Gente fina e tranqueira

    Pessoas mais polidas, educadas, humildes, do que os irmãos Cruz Bandeira – Otair, Delvi, Idelvan e Juraci – que militaram no futebol do Mato Grosso indiviso entre 1957 e 1964, os dois primeiros defendendo o Araguaia Esporte Clube e os outros dois o Coxim Esporte Clube, estavam para nascer. Mas gente mais encrenqueira e curva de rio do que os quatro provavelmente não passou pelo futebol mato-grossense naquele período.
 
   Fora de campo, Otair, que continuou sendo chamado pelo apelido de Ica mesmo depois que virou desembargador e presidente do Tribunal de Justiça de Mato Grosso; o hoje promotor de Justiça aposentado Delvi; o advogado Idelvan e o então exator de rendas de Coxim, Juraci, eram um primor de pessoas. No entanto, quando trocavam suas vestes chiques que suas profissões lhes impunham por camisa, calção, meião e chuteira para jogar bola, viravam, individualmente, um poço de ignorância, grosseria, estupidez, ironia...
   O mais mala dos quatro era Ica, que mesmo já investido na função de juiz de Direito de Alto Araguaia, quando entrava em campo esquecia sua condição de magistrado e aprontava pra diabo. Era provocador, insolente e briguento. Alto e forte como um touro, se precisasse, saía na porrada com adversários, sem se importar em que chão estava pisando...
   Em 1961 ou 62 – Pedro Lima não se lembra exatamente o ano – o AEC foi disputar um amistoso com um time de Mineiros, cuja população sempre recebia muito bem os alto-araguaienses. Para variar, Ica, que raramente jogava uma partida inteira, porque era sempre expulso de campo, criou uma confusão tão grande que o juiz suspendeu o jogo quando eram decorridos apenas 20 minutos.
   Para azar dos defensores do "Panterão", Ica foi se envolver logo com um jogador de uma família numerosa de baianos que viviam em Mineiros. Os homens da cidade não entraram em campo – nos velhos tempos não existia alambrado para proteger os jogadores – mas mandaram suas mulheres e namoradas fazer suas vezes. Elas obedeceram à ordem com vontade. E só pararam de bater nos jogadores do "Pantera do Leste" quando suas sombrinhas estavam em frangalhos...
– Naquele dia nós apanhamos pra valer. Mas a confusão, como sempre, acabou em festa. Poucas horas depois, estávamos todos juntos, inclusive muitas das nossas agressoras, tomando cerveja e dando gargalhadas, com as lembranças da surra de sombrinhas que tínhamos levado – recorda Pedro Lima.

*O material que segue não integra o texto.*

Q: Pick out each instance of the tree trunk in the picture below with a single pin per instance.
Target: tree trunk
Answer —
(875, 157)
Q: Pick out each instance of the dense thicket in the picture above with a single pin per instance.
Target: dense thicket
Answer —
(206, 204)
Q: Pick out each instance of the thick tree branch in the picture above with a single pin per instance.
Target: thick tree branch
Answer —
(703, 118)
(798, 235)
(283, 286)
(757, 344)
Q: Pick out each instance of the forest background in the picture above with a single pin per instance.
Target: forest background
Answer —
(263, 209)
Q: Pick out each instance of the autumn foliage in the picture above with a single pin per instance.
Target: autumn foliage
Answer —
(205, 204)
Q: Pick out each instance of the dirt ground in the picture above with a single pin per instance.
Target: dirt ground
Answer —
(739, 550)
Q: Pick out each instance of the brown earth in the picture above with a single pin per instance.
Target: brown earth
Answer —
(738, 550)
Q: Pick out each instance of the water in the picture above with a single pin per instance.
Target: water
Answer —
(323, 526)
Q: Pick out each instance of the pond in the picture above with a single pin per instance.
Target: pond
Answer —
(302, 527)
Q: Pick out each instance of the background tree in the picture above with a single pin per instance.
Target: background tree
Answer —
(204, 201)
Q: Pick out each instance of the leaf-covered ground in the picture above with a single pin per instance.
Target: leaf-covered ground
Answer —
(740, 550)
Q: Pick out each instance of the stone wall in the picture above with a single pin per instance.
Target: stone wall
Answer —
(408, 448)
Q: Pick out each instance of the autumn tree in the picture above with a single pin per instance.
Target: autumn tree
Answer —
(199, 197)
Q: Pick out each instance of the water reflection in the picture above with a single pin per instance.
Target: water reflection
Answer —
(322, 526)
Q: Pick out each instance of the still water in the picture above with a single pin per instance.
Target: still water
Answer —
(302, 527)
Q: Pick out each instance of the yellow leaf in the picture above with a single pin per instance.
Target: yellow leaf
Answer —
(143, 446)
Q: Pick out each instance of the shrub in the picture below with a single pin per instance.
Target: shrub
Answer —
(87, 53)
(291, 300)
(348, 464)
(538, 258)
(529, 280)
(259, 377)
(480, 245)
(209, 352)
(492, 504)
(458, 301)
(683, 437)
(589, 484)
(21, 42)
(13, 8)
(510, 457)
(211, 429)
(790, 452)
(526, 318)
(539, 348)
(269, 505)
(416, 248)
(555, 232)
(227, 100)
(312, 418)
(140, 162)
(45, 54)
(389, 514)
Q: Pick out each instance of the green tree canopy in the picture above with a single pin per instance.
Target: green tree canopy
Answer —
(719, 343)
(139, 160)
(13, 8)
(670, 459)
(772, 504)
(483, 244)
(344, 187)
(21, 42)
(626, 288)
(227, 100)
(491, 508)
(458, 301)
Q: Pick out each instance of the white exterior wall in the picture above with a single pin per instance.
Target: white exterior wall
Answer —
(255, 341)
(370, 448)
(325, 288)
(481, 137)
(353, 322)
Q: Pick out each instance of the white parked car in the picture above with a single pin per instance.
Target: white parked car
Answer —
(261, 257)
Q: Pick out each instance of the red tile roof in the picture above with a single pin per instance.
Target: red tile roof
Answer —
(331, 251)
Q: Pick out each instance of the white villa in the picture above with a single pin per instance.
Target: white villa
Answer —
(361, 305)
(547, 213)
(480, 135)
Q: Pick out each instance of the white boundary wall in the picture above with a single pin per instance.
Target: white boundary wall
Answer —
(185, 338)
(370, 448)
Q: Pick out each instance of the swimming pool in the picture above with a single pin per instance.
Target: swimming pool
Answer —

    Em Rio Verde, também em Goiás, em outro jogo Ica meteu seus companheiros em outra confusão daquelas. Revoltado com as molecagens que Ica estava aprontando, enchendo o saco de todo mundo, um torcedor conhecido por Altino Paraguaio entrou em campo dando tiros de revólver para cima. Foi aquela correria. Pelo menos dessa vez os jogadores de Alto Araguaia não entraram na taca...
 
   Ica, Delvi, Idelvan e Juraci eram tão tranqueiras quando jogavam bola que às vezes procuravam armar confusão entre eles mesmos. Como aconteceu em 1963, quando o Araguaia Esporte Clube foi disputar um jogo com o Coxim, que tinha apenas dois jogadores da cidade – os irmãos Idelvan e Juraci – pois os outros eram do Operário e do Comercial, de Campo Grande.
   Os quatro irmãos passaram os 90 minutos do jogo, que terminou empatado por 3x3, xingando uns aos outros. Era palavrão para tudo quanto era lado e o juiz não podia fazer nada se não ia sobrar – e como ia!... – para ele também. "Você é um grande filho da puta, domina direito essa bola..." – "Filho da puta é você, eu te conheço muito bem, seu..." – foram as frases que a torcida mais ouviu durante todo o jogo...
         Como se os quatro não fossem filhos de uma mesma e honradíssima mãe...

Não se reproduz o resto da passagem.